シミンは娘を連れて実家へ戻り、一人残されたナデルは同居する父のために家政婦ラジエー(サレー・バヤト)を雇う。ところが、ある日ナデルが家に帰ると、老父がベットから落ちて意識を失っていた。激高したナデルは外出していたラジエーを問いつめ、彼女を無理矢理家から押し出し、その勢いでラジェーは階段で転倒してしまう。この事件がその後、シミンとラジエーの夫をも巻き込み二家族間の大きな争いへと転じていく。

別居中の中流夫婦と貧しく敬虔な若い夫婦の間に起きた争いを通して、現代のイラン社会のみならず多様な価値観を反映する社会で生きる人間の姿が丁寧に描き出される。互いに己の主張を曲げず、小さな嘘に固執し、対立を深める大人たち。そんな彼らを仲良かった二夫婦の娘たちが悲しい眼差しで見つめる。どちらが勝っても打ちひしがれるのこの子たちなのだ。

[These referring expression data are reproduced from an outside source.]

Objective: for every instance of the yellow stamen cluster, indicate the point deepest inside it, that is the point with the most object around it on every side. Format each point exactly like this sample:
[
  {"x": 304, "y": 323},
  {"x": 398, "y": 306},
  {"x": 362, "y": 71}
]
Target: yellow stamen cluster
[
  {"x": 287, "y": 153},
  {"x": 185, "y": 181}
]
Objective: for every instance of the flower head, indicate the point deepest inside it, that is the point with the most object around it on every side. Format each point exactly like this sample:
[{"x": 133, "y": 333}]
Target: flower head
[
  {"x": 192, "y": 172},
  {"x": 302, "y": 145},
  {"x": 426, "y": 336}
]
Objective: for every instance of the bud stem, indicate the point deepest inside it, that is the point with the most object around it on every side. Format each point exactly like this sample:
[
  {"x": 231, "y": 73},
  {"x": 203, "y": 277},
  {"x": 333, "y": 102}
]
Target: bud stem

感心したのは大人たちの節度ある争い方であった。ラジエーの非を証明するため老父を検査させようと医師に会うナデルがふと我に帰る。父親の身体を利用してまでこの争いに勝ちたいのか? 父への敬意と自制心を失っていたことに気づくナデルにイランの民度の高さが見て取れる。

民度の高さは多くの人の忍耐の上に成り立っているとも言える訳だが、それが抑圧的であるのかどうかはその社会で生きる人々が判断してくべきことなのだろう。ただ、シミンが娘を連れて海外で暮らしたい背景に、イラン社会における女性の生き難さがあることは窺える。だが、彼女の堅い決意の理由は一度も説明されない。

イラン政府の検閲を逃れるため明確な主張や価値判断を避けた表現を心がけたという監督。その手法が功を奏して、それぞれに理のある人々の立場が善悪判断を越えた視点で描き出され、観る者に多くの問いかけを促す見事な映画作品となった。核濃縮問題とホルムズ海峡封鎖を巡って米国との緊迫した状況がある現在、この映画が米国で公開される意味は大きい。

上映時間:2時間3分。サンフランシスコはエンバカデロ・シアターで上映中。